Le développement, à partir du XVIIIe siècle, de Nice en tant que ville de villégiature d’hiver de riviera, a suscité dès l’origine une très nombreuse littérature, phénomène qui perdure aujourd’hui. Une bonne partie de ces textes ont été repérés et étudiés dans le cadre de l’élaboration du dossier de candidature en vue de l’inscription de Nice sur la Liste du patrimoine mondial. Il nous a paru intéressant de partager les résultats de ce travail en mettant des extraits de ces écrits à la disposition du public par l’intermédiaire de notre site internet.
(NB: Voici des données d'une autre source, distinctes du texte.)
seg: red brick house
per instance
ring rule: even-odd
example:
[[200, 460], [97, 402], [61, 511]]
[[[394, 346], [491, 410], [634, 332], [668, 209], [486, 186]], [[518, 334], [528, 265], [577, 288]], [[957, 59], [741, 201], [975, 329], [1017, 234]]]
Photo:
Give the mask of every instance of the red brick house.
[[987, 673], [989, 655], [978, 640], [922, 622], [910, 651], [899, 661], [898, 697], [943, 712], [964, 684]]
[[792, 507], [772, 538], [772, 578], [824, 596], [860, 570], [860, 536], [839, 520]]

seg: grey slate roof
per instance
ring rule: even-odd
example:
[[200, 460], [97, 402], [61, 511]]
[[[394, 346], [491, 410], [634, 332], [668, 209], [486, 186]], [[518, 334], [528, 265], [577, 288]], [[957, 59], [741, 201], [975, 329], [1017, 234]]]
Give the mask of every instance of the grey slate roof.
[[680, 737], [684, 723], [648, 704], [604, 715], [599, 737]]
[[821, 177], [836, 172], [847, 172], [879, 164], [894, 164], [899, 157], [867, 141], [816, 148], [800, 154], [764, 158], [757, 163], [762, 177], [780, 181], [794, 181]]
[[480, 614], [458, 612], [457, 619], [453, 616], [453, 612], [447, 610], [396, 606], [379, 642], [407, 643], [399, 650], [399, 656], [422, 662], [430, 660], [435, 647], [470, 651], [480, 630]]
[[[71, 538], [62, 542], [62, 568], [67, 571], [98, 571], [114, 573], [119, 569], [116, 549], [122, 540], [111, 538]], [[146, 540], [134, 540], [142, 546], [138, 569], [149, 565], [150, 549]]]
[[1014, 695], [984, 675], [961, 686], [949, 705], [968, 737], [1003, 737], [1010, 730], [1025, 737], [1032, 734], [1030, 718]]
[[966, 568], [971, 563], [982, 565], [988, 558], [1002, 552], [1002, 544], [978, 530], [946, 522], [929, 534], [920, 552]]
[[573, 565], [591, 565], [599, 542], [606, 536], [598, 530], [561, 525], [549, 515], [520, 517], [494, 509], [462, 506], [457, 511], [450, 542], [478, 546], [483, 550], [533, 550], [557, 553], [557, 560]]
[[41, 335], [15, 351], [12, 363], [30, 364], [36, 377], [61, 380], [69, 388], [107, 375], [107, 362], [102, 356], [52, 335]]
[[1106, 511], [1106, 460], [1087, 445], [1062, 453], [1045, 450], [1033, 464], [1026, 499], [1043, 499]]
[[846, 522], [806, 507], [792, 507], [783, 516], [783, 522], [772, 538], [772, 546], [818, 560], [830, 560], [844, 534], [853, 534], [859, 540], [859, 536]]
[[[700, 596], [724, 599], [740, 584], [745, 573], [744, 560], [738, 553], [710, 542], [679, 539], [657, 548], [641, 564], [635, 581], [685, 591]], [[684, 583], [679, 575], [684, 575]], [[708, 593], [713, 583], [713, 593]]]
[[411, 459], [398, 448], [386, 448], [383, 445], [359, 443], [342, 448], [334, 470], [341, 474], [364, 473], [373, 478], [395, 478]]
Ces textes sont d’une assez grande hétérogénéité : d’abord souvenirs de voyage, souvent sous forme de lettres, prenant parfois des allures de guide touristique, rapports administratifs… ils se sont enrichis au fil des siècles de textes plus littéraires, articles de journaux, essais, romans, journaux intimes ou correspondances…Les auteurs sont également très divers, certains sont très peu connus mais on y trouve aussi les grands noms de la littérature française et internationale.

Les textes sont regroupés selon un ordre chronologique, par siècle, du XVIIIe au XXIe siècles. Il existe bien sûr des écrits sur Nice datant d’avant le XVIIIe siècle, mais nous nous sommes limités à la période qui débute avec les premières formes de la villégiature, qu’on peut situer à Nice autour de 1760.

À chaque siècle, correspond une liste d’auteurs, classés par ordre alphabétique. Outre une notice sur chaque auteur, les extraits de leurs écrits sont présentés en deux rubriques : quelques courtes citations en première approche, à quoi s’ajoute la possibilité d’accéder à un deuxième espace, comprenant des extraits plus longs et plus nombreux.

Cette sélection n’a pas la prétention d’être exhaustive et nous serions reconnaissants aux internautes qui pourraient nous signaler d’autres auteurs dont l’existence nous aurait échappée. Leurs écrits, dès lors qu’ils seraient pertinents par rapport à notre projet, pourraient être intégrés au site, avec la mention du nom – s’il le souhaite – de l’internaute qui nous aurait adressé le signalement.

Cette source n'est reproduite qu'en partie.